Question: If the number of bivalent are \[8\] in metaphase – I, what shall be the number of chromosomes in dau...

Question

If the number of bivalent are $8$ in metaphase – I, what shall be the number of chromosomes in daughter cells after meiosis – I and meiosis – II respectively.
A. $8$ and $4$
B. $4$ and $4$
C. $8$ and $8$
D. $16$ and $8$

Answer 1

Solution

The first metaphase of meiosis I encompasses the alignment of paired chromosomes that takes place in the first metaphase of meiosis I along the center of a cell. It ensures that $2$ copies of complete chromosomes will be present in the resulting $2$ daughter cells of meiosis I. The Metaphase I is followed by prophase I and is preceded by anaphase I.

Complete answer:
Before the process of meiosis begins, at the S phase of the cell cycle, the DNA of each chromosome is replicated so that it has two identical sister chromatids which are attached at the centromere. The homologous chromosomes in meiosis I pairs with each other and they exchange genetic material in a process known as chromosomal crossover. The homologous chromosomes are then pulled apart into two new separate daughter cells, in which each of the daughter cells contains half the number of chromosomes as that of the parent cell. At the end stage of meiosis, I, the sister chromatids remain attached and may differ from each other if crossing-over has occurred. In the phase of meiosis II, the two cells produced during meiosis I get divided again. At this phase of division, the sister chromatids get detached from one another and get separated into a total of four daughter cells. So, the number of chromosomes decreases in meiosis I and not in meiosis II. So, if the bivalents are $8$ in number at metaphase I, the number of chromosomes in daughter cells after meiosis I and meiosis II will also be $8$ and $8$ respectively.
A single bivalent has $2$ chromosomes. So, $8$ bivalents will have $16$ chromosomes. Meiosis I is a reduction division so after meiosis I, there will be $8$ daughter cells. Meiosis II is an equational division so after that there will be the same number of daughter cells i.e., $8$ .
$8$ and $4$ : Here, after meiosis I, there will be $8$ daughter cells and after meiosis II there will be $8$ daughter cells. In the given option, it is given that after meiosis II there are $4$ daughter cells. Hence option A is wrong.
$4$ and $4$ : After meiosis I there will be $8$ daughter cells and after meiosis II there will be $8$ daughter cells. Here, both the daughter cells are given as $4$ . Hence option B is wrong.
$8$ and $8$ : After the process of meiosis, I and II, there will be $8$ and $8$ daughter cells respectively. Hence option C is the correct answer.
$16$ and $8$ : Here the given option says that after Meiosis I there will be $16$ daughter cells. But it is a reduction division hence only $8$ are formed. Hence option D is wrong.
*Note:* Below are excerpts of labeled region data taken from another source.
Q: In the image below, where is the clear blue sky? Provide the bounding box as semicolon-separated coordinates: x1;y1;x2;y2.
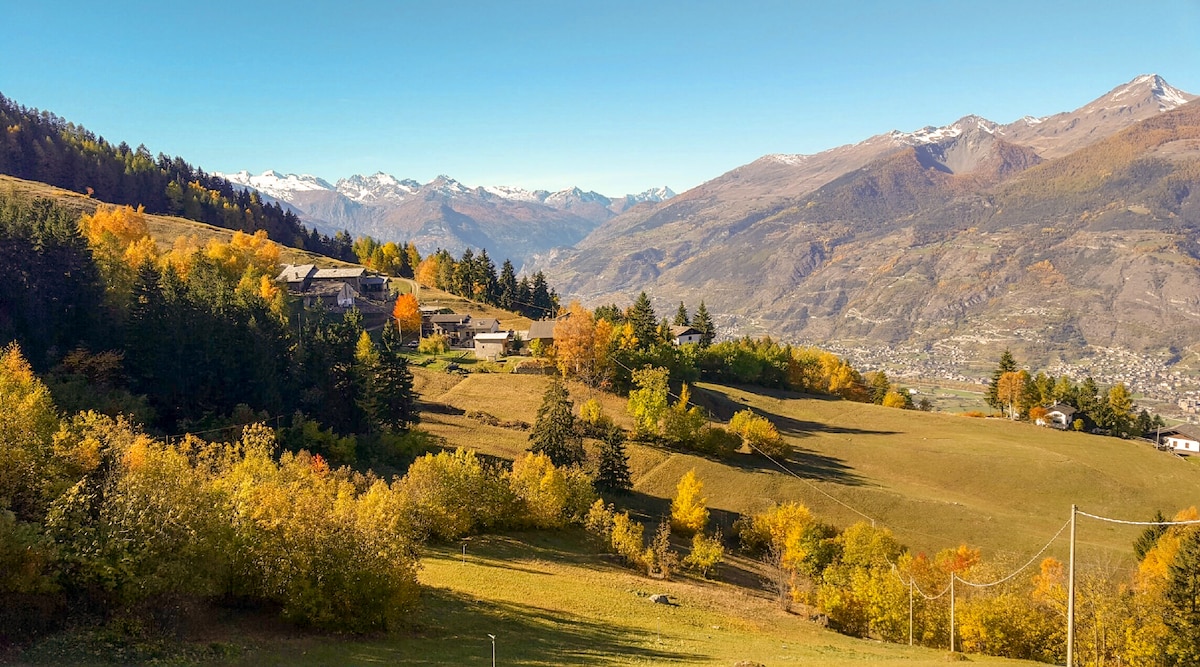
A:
0;0;1200;196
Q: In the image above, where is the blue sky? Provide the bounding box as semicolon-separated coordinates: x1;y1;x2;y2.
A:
0;0;1200;196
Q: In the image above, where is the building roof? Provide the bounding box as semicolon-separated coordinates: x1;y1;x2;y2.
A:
430;313;470;324
529;319;557;341
275;264;317;283
312;266;367;281
1159;423;1200;443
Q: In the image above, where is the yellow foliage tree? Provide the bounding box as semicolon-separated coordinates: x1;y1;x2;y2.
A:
554;301;599;386
671;468;708;535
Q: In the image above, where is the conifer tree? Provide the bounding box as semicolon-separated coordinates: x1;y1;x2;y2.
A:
595;426;634;493
529;379;586;467
625;292;659;349
1163;529;1200;666
496;259;517;311
691;301;716;348
671;301;691;326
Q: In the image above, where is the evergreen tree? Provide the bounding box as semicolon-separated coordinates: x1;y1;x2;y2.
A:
625;292;659;349
595;426;634;493
374;323;418;432
496;259;517;311
691;301;716;348
529;271;558;319
988;348;1016;410
1163;529;1200;666
671;301;691;326
529;379;586;467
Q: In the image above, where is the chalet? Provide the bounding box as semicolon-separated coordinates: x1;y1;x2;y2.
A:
1038;403;1076;429
421;313;470;347
671;325;704;345
1158;423;1200;453
524;319;558;347
475;330;514;361
464;318;500;336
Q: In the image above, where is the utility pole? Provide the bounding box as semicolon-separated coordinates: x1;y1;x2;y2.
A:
950;572;958;653
908;573;912;647
1067;505;1079;667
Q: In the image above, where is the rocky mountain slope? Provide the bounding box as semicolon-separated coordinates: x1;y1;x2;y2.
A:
218;170;674;265
541;76;1200;361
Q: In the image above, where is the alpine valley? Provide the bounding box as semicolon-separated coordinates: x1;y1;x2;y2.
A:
538;74;1200;374
215;170;674;266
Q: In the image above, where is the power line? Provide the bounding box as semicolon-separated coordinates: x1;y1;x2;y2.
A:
1075;510;1200;525
955;521;1070;588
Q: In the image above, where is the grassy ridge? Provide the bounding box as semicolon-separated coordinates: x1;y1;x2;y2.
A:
424;374;1200;560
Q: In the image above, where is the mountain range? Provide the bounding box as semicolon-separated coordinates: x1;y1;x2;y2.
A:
538;74;1200;363
215;170;674;266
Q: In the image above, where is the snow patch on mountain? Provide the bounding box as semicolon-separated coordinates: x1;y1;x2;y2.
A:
336;172;421;204
214;169;334;202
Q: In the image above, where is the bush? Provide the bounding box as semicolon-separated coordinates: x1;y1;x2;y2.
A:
683;531;725;579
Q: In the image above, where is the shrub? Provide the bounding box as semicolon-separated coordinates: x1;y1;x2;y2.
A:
683;531;725;579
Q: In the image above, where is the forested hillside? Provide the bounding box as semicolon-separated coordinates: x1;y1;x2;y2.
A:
0;95;353;259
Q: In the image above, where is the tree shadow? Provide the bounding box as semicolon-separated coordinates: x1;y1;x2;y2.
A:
364;588;707;665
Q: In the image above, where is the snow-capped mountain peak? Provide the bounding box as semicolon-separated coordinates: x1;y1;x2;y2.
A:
887;115;1000;146
214;169;334;200
337;172;421;204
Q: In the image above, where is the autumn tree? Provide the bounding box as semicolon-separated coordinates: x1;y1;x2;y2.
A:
391;293;421;337
554;301;600;386
529;379;586;467
671;468;708;535
986;348;1016;410
626;368;668;437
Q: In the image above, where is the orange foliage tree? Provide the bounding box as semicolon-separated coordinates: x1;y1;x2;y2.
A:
391;294;421;335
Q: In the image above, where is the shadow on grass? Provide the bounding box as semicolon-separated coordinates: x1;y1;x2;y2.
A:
364;588;707;666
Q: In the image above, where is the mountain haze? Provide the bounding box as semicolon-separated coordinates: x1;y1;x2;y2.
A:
540;74;1200;360
218;170;674;265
So, Option D. $8$ and $8$ is the correct answer.

Note:
The association of two replicated homologous chromosomes which have exchanged DNA strands in at least one site called the chiasmata, is known as a bivalent. Each of the bivalent consists of a minimum of one chiasma and rarely forms more than three. The less number is due to crossover interference, which is a poorly understood phenomenon that limits the number of resolutions of repair events into crossover.